= British Military Administration =

British Military Administration (BMA) may refer to:

- The British Military Administration of Borneo, the interim administration of British Borneo between the end of World War II (September 1945) and the establishment of the Crown Colony in North Borneo and Sarawak in July 1946.
- The British Military Administration of Eritrea, the interim administration established in former Italian Eritrea between 1941 and 1952.
- The British Military Administration of Libya (sometimes known as British Military Administration (Tripolitania)), the interim administration established on former Italian Libya between the beginning of Allied occupation of the territory in late 1942 and the independence of the Kingdom of Libya on 24 December 1951.
- The British Military Administration of Malaya, the interim administration of British Malaya between the end of World War II (September 1945) and the establishment of the Malayan Union in April 1946.

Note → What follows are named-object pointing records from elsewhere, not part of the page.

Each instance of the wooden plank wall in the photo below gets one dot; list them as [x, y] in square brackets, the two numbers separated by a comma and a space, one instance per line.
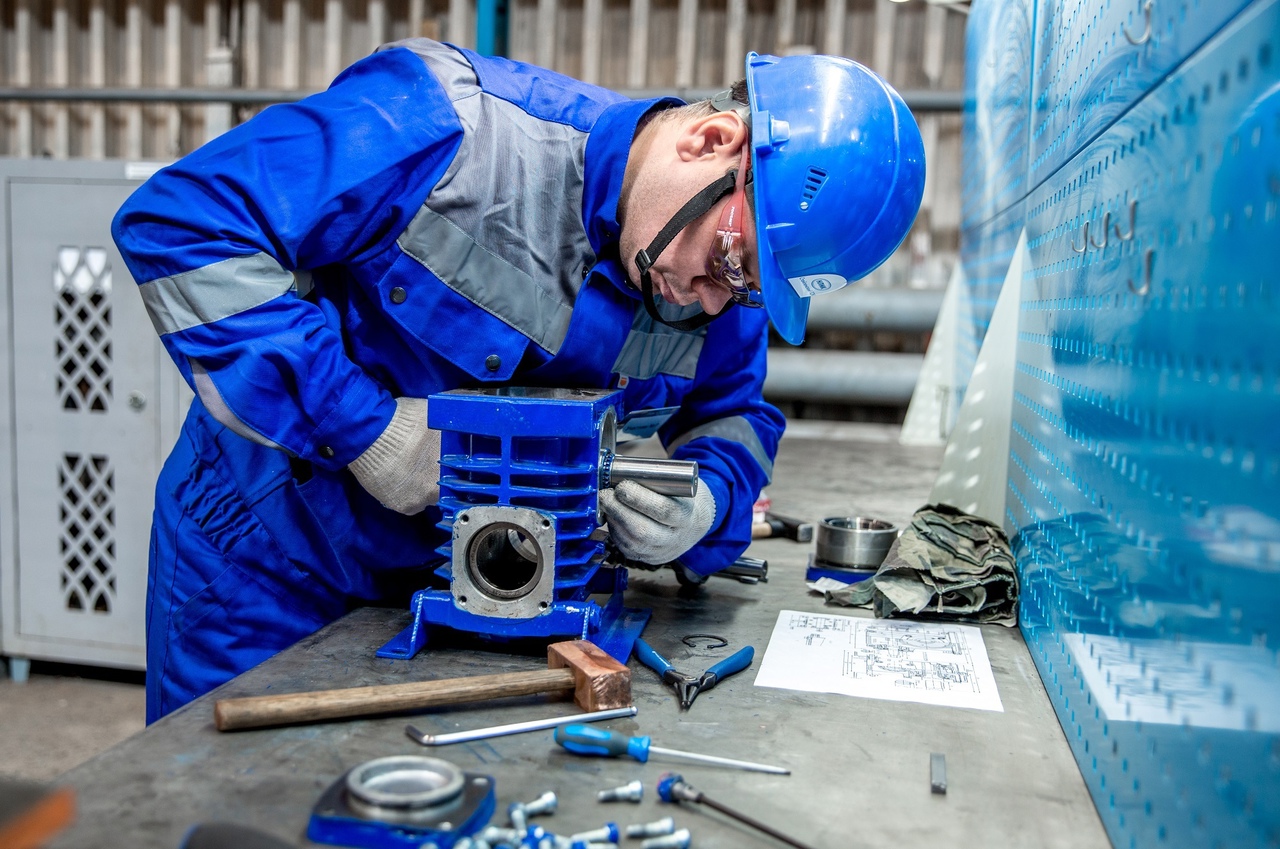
[304, 44]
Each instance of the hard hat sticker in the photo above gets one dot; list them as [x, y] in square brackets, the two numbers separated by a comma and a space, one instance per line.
[812, 284]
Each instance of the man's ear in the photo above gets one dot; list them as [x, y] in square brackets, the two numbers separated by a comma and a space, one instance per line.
[717, 136]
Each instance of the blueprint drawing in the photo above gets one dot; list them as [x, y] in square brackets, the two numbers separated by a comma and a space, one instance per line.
[903, 661]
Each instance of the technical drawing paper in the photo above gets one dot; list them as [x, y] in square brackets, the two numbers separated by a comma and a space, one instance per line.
[876, 658]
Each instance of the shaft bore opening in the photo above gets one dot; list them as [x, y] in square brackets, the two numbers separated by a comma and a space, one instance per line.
[504, 561]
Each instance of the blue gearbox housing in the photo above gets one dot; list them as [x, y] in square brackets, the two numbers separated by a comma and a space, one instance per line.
[520, 478]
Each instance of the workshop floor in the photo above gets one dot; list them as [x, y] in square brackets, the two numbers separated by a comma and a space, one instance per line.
[62, 716]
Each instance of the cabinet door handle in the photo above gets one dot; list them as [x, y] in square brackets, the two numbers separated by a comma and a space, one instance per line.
[1146, 33]
[1106, 228]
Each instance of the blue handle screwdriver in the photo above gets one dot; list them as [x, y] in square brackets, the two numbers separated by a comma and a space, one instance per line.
[584, 739]
[688, 687]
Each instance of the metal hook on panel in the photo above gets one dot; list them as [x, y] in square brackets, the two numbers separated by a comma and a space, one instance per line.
[1148, 259]
[1133, 219]
[1084, 246]
[1146, 33]
[1106, 228]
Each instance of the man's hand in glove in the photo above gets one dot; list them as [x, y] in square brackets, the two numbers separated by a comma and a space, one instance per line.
[656, 529]
[402, 468]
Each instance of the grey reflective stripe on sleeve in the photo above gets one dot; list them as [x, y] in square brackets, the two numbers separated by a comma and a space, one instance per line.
[302, 282]
[485, 279]
[735, 429]
[214, 292]
[218, 409]
[503, 227]
[656, 348]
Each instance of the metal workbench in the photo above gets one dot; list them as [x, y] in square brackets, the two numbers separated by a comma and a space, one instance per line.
[860, 767]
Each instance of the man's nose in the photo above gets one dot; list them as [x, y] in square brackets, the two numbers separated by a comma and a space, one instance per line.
[711, 296]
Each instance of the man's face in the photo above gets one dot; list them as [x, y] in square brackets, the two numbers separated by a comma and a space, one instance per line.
[680, 273]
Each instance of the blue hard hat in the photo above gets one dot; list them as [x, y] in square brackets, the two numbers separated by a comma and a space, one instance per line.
[839, 172]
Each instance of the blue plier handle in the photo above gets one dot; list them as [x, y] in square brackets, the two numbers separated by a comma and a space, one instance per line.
[688, 687]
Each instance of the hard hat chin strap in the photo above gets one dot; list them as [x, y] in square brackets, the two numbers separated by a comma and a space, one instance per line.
[689, 213]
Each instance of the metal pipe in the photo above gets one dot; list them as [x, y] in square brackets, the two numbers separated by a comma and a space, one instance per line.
[666, 477]
[917, 101]
[890, 310]
[842, 377]
[515, 727]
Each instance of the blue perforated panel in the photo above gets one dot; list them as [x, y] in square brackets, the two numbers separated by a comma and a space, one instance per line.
[986, 252]
[1096, 58]
[997, 108]
[1144, 469]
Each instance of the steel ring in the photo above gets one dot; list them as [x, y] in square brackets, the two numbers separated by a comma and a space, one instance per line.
[854, 541]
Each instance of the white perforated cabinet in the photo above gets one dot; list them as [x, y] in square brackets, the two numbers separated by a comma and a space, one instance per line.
[91, 407]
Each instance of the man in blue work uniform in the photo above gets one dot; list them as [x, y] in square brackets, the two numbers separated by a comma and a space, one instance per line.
[439, 219]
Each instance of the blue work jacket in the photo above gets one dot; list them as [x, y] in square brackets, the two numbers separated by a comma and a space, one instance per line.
[435, 219]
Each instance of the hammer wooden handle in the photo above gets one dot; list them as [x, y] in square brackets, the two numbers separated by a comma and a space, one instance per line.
[288, 708]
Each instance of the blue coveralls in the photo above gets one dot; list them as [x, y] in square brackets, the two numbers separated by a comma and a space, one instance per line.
[435, 219]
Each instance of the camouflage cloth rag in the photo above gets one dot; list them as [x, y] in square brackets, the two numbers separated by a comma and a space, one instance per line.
[946, 564]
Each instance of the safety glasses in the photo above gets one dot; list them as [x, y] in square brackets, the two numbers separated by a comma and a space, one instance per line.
[725, 258]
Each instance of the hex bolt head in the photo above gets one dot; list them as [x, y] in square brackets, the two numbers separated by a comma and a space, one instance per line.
[545, 803]
[679, 840]
[632, 792]
[667, 825]
[498, 835]
[608, 832]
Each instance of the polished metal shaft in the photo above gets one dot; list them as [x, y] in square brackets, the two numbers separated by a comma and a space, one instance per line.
[664, 477]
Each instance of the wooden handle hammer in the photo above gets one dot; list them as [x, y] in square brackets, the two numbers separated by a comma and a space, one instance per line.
[597, 680]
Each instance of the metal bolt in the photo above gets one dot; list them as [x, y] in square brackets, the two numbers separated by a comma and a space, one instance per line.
[667, 825]
[608, 832]
[679, 840]
[544, 803]
[496, 834]
[632, 792]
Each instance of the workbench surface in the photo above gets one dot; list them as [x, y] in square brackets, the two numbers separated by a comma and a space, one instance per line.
[860, 767]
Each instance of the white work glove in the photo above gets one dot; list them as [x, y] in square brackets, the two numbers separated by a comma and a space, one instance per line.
[652, 528]
[402, 468]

- The British Military Administration of Somaliland, the interim administration established in former Italian Somaliland and British Somaliland between 1941 and 1949.
- The British Military Administration of Vietnam and Indochina under Lord Louis Mountbatten from 13 September 1945 to 30 March 1946, codenamed Operation Masterdom, along with Nationalist Chinese and French forces.
- The British Military Administration of Hong Kong from 1 September 1945 to 1 May 1946 under Admiral Cecil Harcourt, after the surrender by the Japanese. (The military government of Hong Kong was not officially classified as a British Military Administration.)